Prova disso foi o culto da semana passada, realizado em um bar
gay, e presenciado por uma maioria de fiéis do sexo masculino.
Reunidos desde outubro do ano
passado na Comunidade Cristã
Gay, um grupo de cerca de 30 homossexuais vem se encontrando
pelo menos uma vez por semana
para cultuar a Deus em São Paulo.
"As igrejas nos discriminam e
perpetuam o preconceito. Queríamos uma nova ética religiosa e não
poderíamos fazer isso nas igrejas
tradicionais sem despertar conflito", explica Elias Lilikã, um dos
fundadores da comunidade.
A idéia, segundo ele pioneira no
país, surgiu a partir da constatação do grupo de que muitos homossexuais, apesar de religiosos,
não podiam expressar sua fé sem
abandonar sua orientação sexual.
"O fato de eu poder entrar em
um culto de mãos dadas com meu
namorado e poder orar por ele em
voz alta é básico", afirma Tarcísio,
um dos responsáveis pelo surgimento do grupo, que prefere não
revelar seu sobrenome.
Outros entrevistados foram
identificados por nomes fictícios.
Embora a proposta inicial fosse a
realização de cerimônias ecumênicas, hoje os encontros seguem
uma orientação predominantemente evangélica.
De acordo com Lilikã, a mudança ocorreu porque a maioria dos
frequentadores é ligada às igrejas
evangélicas.

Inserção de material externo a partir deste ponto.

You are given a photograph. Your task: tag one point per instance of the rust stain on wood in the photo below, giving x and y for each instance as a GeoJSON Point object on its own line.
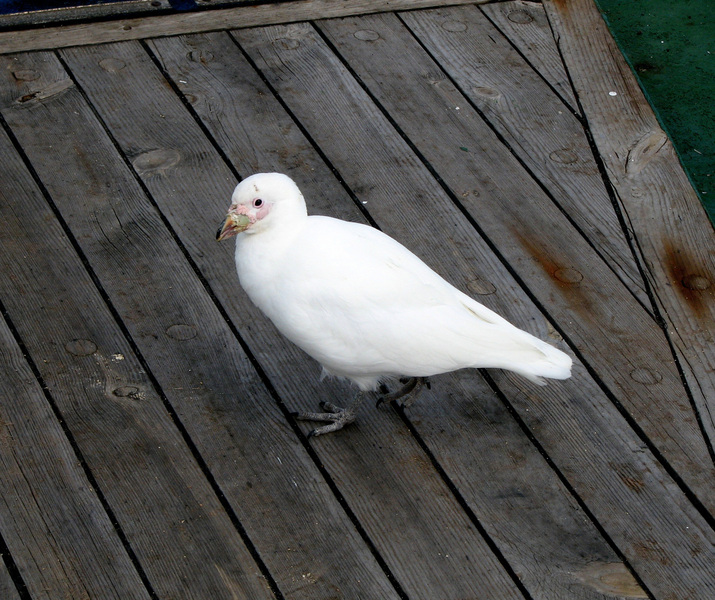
{"type": "Point", "coordinates": [689, 277]}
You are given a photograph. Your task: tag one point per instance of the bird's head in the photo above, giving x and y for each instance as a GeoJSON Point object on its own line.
{"type": "Point", "coordinates": [259, 202]}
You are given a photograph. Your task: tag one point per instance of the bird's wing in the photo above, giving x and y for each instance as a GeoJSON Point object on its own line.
{"type": "Point", "coordinates": [359, 302]}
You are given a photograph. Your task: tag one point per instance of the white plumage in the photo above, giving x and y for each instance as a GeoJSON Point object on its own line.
{"type": "Point", "coordinates": [360, 303]}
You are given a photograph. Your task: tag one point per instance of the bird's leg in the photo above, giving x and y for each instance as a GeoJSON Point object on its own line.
{"type": "Point", "coordinates": [408, 392]}
{"type": "Point", "coordinates": [335, 416]}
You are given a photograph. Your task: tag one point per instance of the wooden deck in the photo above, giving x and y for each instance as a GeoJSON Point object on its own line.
{"type": "Point", "coordinates": [146, 443]}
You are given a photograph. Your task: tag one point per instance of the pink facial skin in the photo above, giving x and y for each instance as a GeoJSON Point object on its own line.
{"type": "Point", "coordinates": [253, 216]}
{"type": "Point", "coordinates": [263, 211]}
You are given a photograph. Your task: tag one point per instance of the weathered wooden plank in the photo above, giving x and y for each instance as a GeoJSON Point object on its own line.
{"type": "Point", "coordinates": [7, 587]}
{"type": "Point", "coordinates": [212, 81]}
{"type": "Point", "coordinates": [546, 137]}
{"type": "Point", "coordinates": [672, 231]}
{"type": "Point", "coordinates": [525, 24]}
{"type": "Point", "coordinates": [518, 228]}
{"type": "Point", "coordinates": [65, 36]}
{"type": "Point", "coordinates": [618, 338]}
{"type": "Point", "coordinates": [157, 491]}
{"type": "Point", "coordinates": [402, 504]}
{"type": "Point", "coordinates": [505, 486]}
{"type": "Point", "coordinates": [265, 473]}
{"type": "Point", "coordinates": [584, 434]}
{"type": "Point", "coordinates": [54, 524]}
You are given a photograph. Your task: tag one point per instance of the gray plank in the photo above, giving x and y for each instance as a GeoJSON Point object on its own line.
{"type": "Point", "coordinates": [68, 35]}
{"type": "Point", "coordinates": [533, 121]}
{"type": "Point", "coordinates": [549, 570]}
{"type": "Point", "coordinates": [618, 339]}
{"type": "Point", "coordinates": [7, 587]}
{"type": "Point", "coordinates": [586, 437]}
{"type": "Point", "coordinates": [52, 521]}
{"type": "Point", "coordinates": [529, 231]}
{"type": "Point", "coordinates": [157, 491]}
{"type": "Point", "coordinates": [671, 228]}
{"type": "Point", "coordinates": [265, 473]}
{"type": "Point", "coordinates": [402, 504]}
{"type": "Point", "coordinates": [497, 481]}
{"type": "Point", "coordinates": [525, 24]}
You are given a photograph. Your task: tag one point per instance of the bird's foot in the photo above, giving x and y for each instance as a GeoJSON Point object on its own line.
{"type": "Point", "coordinates": [335, 416]}
{"type": "Point", "coordinates": [408, 392]}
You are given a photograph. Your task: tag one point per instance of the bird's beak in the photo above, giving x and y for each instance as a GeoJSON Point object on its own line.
{"type": "Point", "coordinates": [233, 225]}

Dos atuais 30 membros, apenas 5 são católicos.
O número de homossexuais do
sexo feminino também é reduzido
- apenas uma-, o que transformou a presença de duas mulheres
no culto de domingo passado em
motivo de comemoração.
"Existem menos mulheres homossexuais e elas também se sentem menos à vontade para assumir", diz Lilikã, estudante de letras com 32 anos.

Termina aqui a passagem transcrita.